For Zambian-born Jonathan Wateridge, it is his first outing at auction. His massive hyper-realist diorama, Jungle Scene with Plane Wreck, was created in his studio. When Saatchi visited, he was so impressed he paid £35,000 for the painting – a high price for the young artist. That was in 2007. Wateridge can now command £150,000 to £200,000 each. He recently sold seven paintings to Christie’s owner François Pinault, which were shown in Venice during the Biennale.
Next year, he has his first show in LA with the dealers L&M Arts. Christie’s has estimated the Jungle Scene will sell for £100,000 to £150,000 – a nice return for Saatchi. But some pundits are betting it will fetch more.
For many years, the market for the leading British modernist painter Ben Nicholson seemed to stand still. His auction record of £1.2 million in 1990 seemed set in stone when the so-called “Tate archives” fake scandal a decade ago rocked any remaining confidence in his market. Ever since, Nicholson has quietly been seen as underpriced, and a bargain buy compared with some of his contemporaries.
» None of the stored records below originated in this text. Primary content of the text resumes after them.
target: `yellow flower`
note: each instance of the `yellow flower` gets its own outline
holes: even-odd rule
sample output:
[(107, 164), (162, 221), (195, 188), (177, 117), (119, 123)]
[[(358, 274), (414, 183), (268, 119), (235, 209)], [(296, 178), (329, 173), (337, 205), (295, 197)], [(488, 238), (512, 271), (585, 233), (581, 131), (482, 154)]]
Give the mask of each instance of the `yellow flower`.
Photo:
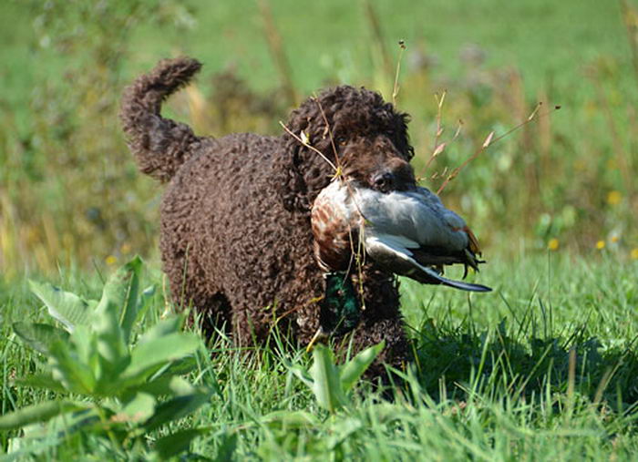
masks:
[(607, 194), (607, 203), (609, 205), (618, 205), (619, 203), (621, 203), (623, 195), (620, 191), (617, 190), (611, 190)]

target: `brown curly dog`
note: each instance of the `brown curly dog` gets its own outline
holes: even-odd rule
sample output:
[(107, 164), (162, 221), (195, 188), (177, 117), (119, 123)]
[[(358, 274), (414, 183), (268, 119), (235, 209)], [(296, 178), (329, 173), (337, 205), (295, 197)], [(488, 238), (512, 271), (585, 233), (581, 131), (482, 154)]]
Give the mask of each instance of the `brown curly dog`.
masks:
[[(276, 323), (305, 344), (325, 290), (310, 207), (334, 170), (287, 131), (213, 139), (162, 118), (162, 101), (201, 66), (188, 57), (160, 62), (127, 89), (120, 114), (141, 171), (168, 182), (160, 248), (173, 299), (192, 303), (208, 335), (225, 326), (236, 344), (253, 344)], [(415, 184), (407, 122), (377, 93), (341, 86), (306, 99), (286, 128), (304, 132), (345, 175), (386, 191)], [(398, 365), (409, 356), (398, 282), (372, 262), (351, 277), (365, 307), (352, 334), (355, 351), (385, 340), (369, 371), (379, 375), (383, 362)]]

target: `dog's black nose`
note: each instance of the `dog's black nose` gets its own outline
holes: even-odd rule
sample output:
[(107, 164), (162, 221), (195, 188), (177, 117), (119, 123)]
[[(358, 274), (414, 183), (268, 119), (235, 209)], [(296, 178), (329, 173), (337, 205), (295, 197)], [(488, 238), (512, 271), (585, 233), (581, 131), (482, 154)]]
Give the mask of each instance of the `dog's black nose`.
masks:
[(381, 192), (387, 192), (394, 189), (396, 178), (394, 173), (384, 171), (372, 177), (372, 185)]

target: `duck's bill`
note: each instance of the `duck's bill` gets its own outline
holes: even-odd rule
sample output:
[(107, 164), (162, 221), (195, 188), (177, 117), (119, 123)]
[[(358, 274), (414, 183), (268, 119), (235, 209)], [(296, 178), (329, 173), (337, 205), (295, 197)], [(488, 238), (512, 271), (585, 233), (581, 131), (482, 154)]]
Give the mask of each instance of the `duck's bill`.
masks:
[(447, 285), (448, 287), (454, 287), (455, 289), (460, 289), (461, 291), (469, 292), (491, 292), (492, 288), (482, 284), (473, 284), (471, 282), (463, 282), (462, 281), (454, 281), (453, 279), (444, 278), (443, 276), (437, 275), (437, 279), (441, 284)]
But things may be changing. Last year, two paintings – an abstract inspired by Mondrian and a Fifties carved relief landscape – rose over estimates to challenge that old record price.
Then, last week in Paris, an early Thirties painting of a fiddle and a Spanish guitar, influenced slightly by the paintings of Georges Braque, soared to a new £2.6 million record, 10 times the estimate. It was part of the sale of the estate of the Parisian fashion icon Hélène Rochas, and unexpectedly surpassed works by Andy Warhol, Kandinsky and Balthus in the same collection.
The Louvre Abu Dhabi museum continues to drip-feed the public with information on its latest acquisitions in preparation for the newly rescheduled opening in 2015. The information is avidly followed by the art world, curious to see what a deep-pocketed, virgin museum collection is buying and from where.
In its latest report, it lists the first vintage 19th-century photographs to enter the collection, and two 20th‑century paintings by Paul Klee and Paul Gauguin, neither of which have been bought at auction.
A little research reveals that the Klee, a late abstract suggesting a pyramid in a desert, was displayed by New York’s Acquavella Galleries at Art Basel in 2009, while the Gauguin, a Breton scene of two boys wrestling, belonged to Swiss collector Samuel Josefowitz, who exhibited it at the Royal Academy in 1988, since when it was passed down to his family.